As part of our continuing effort to service and educate our membership, each Thursday U.S. Soccer will provide an informative article from one of its departments. Each Thursday will bring a new article, from the Referee Department (first Thursday of each month), Sports Medicine Department (second Thursday of each month), Coaching Department (third Thursday of each month) or Membership Services (fourth Thursday).
This week, you can learn more about U.S. Soccer's Continuing Education Program and the process coaches go through to maintain their "A" Licenses. Also, be sure to enter the trivia contest for your chance to win a National Coaching School t-shirt.
The U.S. Soccer Coaching Department maintains a Continuing Education Program that is designed to keep coaches of all levels current with the latest national and international developments involving coaching trends, methodology, and the growth of the game.
Just as important, the purpose of the Continuing Education Program is to provide meaningful educational opportunities for coaches wishing to maintain their “A” License.
Currently, only the “A” License is a license requiring maintenance through the Continuing Education Program (CEP). The current Continuing Education (CE) requirements were changed in 2000 to the following policy:
Coaches currently holding an “A” License must accumulate eight (8) credits within every four-year cycle in order to maintain the status of their “A” License. If the credits are not maintained the “A” License will revert into a “B” License.
Awarding of CE Credit
CE credits can only be awarded for events or activities that are directed, sponsored or co-administrated by U.S. Soccer. Credits will only be awarded to coaches who participate for the full duration of the event or activity. Credit amounts vary pending duration and/or level of programming.
At the conclusion of the event or activity each “A” Licensed Coach will present a CE Accreditation Card provided by U.S. Soccer to the U.S. Soccer representative for authorization. A copy of the card will be given to each coach for his or her record keeping and the original will be sent to U.S. Soccer for recording.
Recognized CE Events
“A” Licensed coaches may earn CE credits through the following events:
- Attendance at a regional coaching or player development workshop or in-service program (2-4 credits).
- Attendance at a U.S. Soccer coaching symposium (2-4 credits).
- Attendance at a U.S. Soccer National Coaching School to audit the “A” License course (8 credits).
- Successful completion of the NSCAA Premiere Course (8 credits).
Exemptions to CEP Requirements
“A” License coaches currently holding one of the following positions are granted an exemption from U.S. Soccer and do not need to maintain their CE credits during the time they are actively serving in these capacities.
- Former or current U.S. National Team Head Coach
- Current USSF National Staff Coach
- Current Member of the USSF National Instructional Staff
- Current MLS, A-League or WUSA Head Coach
Prior to 1977, holders of the National “B” License were also required to renew their license through a similar program. However, a determination was made that the “B” License would be a lifetime license. The “C” License is and always has been a lifetime license.
U.S. Soccer may conduct or accredit additional activities or events that will provide other opportunities to earn CE credits. These activities or events will be publicized via the U.S. Soccer web site at www.ussoccer.com. All activities or events are open to coaches of all levels.

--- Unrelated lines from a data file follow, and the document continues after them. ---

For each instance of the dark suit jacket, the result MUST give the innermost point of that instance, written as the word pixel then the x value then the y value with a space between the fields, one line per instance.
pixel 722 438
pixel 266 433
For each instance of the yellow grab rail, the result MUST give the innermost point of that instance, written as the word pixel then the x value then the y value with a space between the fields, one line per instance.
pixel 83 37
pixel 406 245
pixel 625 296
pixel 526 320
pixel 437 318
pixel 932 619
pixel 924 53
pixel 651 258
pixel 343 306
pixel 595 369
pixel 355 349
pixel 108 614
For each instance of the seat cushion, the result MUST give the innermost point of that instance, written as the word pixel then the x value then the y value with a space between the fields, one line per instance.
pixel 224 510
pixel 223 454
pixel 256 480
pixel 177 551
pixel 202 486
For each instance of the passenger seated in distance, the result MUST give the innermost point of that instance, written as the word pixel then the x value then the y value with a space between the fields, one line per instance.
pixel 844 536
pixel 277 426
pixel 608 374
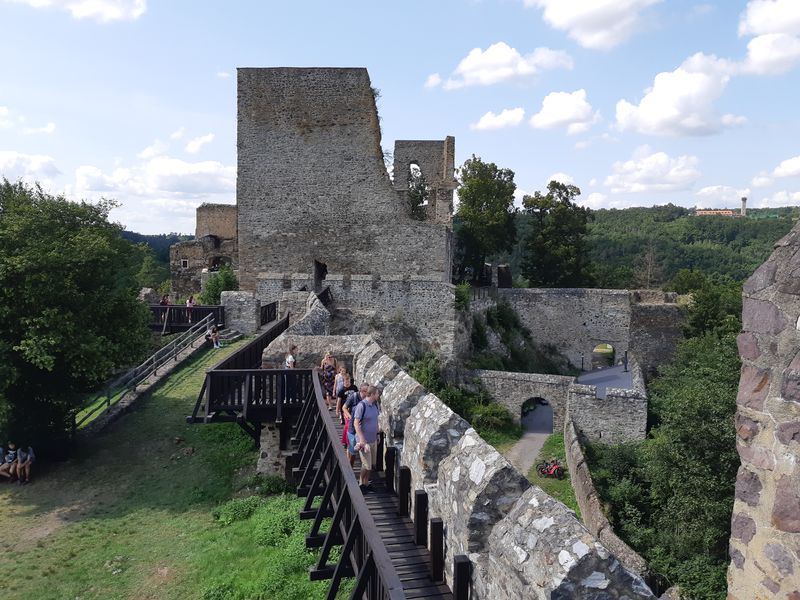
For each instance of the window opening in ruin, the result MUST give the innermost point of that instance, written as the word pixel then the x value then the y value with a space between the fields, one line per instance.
pixel 537 415
pixel 418 192
pixel 320 273
pixel 603 356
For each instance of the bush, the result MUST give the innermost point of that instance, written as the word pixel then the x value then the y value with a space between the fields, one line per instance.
pixel 221 281
pixel 463 296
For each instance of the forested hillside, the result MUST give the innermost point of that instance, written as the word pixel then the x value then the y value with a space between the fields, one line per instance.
pixel 646 247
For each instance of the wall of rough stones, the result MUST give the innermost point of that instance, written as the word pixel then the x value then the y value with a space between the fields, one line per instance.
pixel 592 513
pixel 513 389
pixel 520 541
pixel 309 161
pixel 645 322
pixel 619 417
pixel 436 160
pixel 425 304
pixel 765 527
pixel 216 219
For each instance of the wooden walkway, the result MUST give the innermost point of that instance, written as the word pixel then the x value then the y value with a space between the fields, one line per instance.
pixel 412 562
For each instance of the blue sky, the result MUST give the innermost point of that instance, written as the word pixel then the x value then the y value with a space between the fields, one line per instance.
pixel 637 102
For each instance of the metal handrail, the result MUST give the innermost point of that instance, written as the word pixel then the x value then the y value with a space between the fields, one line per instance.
pixel 133 377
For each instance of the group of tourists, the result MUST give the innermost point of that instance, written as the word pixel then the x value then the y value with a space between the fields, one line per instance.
pixel 16 463
pixel 358 409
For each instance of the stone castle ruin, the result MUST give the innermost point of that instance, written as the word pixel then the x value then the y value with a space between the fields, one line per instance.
pixel 316 209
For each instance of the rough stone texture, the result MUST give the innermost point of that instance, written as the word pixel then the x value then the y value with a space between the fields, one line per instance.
pixel 575 565
pixel 591 508
pixel 312 348
pixel 242 311
pixel 513 389
pixel 619 417
pixel 425 304
pixel 309 159
pixel 271 460
pixel 765 528
pixel 316 320
pixel 215 244
pixel 646 322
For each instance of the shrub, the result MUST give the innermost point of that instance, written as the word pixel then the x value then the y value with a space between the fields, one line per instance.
pixel 463 296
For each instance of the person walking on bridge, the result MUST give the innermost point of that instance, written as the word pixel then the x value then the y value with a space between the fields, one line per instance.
pixel 366 425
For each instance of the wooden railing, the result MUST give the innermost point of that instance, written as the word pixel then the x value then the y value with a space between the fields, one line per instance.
pixel 114 390
pixel 269 312
pixel 323 471
pixel 231 380
pixel 178 318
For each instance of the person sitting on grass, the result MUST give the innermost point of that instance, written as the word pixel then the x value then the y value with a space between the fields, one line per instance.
pixel 25 460
pixel 8 468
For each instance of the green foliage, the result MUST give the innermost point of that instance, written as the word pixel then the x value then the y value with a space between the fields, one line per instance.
pixel 555 253
pixel 671 496
pixel 485 219
pixel 68 311
pixel 221 281
pixel 560 489
pixel 418 193
pixel 463 296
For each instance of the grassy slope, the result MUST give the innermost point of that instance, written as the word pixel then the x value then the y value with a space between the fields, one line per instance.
pixel 129 516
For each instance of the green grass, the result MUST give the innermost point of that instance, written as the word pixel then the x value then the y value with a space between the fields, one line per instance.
pixel 560 490
pixel 130 514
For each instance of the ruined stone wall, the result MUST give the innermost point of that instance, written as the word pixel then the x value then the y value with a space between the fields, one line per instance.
pixel 436 161
pixel 521 542
pixel 216 219
pixel 765 528
pixel 574 320
pixel 425 304
pixel 513 389
pixel 311 174
pixel 619 417
pixel 591 508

If you have any questions regarding the Continuing Education Program, please contact Helen Lacy at 312-528-1265 or email the U.S. Soccer Coaching Department at firstname.lastname@example.org.
Despite the enormous response, there were no winners of the October 18th trivia contest. So, here’s a second chance to win a National Coaching School t-shirt.
- From the first coaching school held in 1970, who holds “A” License number 1 issued by U.S. Soccer?
- What year did U.S. Men's National Team head coach Bruce Arena receive his “A” License?
- Which state has the fewest USSF Nationally Licensed coaches?
Please send your responses to email@example.com. All entries received by noon on Wednesday, December 12th will be accepted. The person with the most correct responses will win a stylish gray National Coaching School t-shirt from the U.S. Soccer Coaching Department. In the event of a tie, those with the most correct answers will be entered into a random drawing for the t-shirt.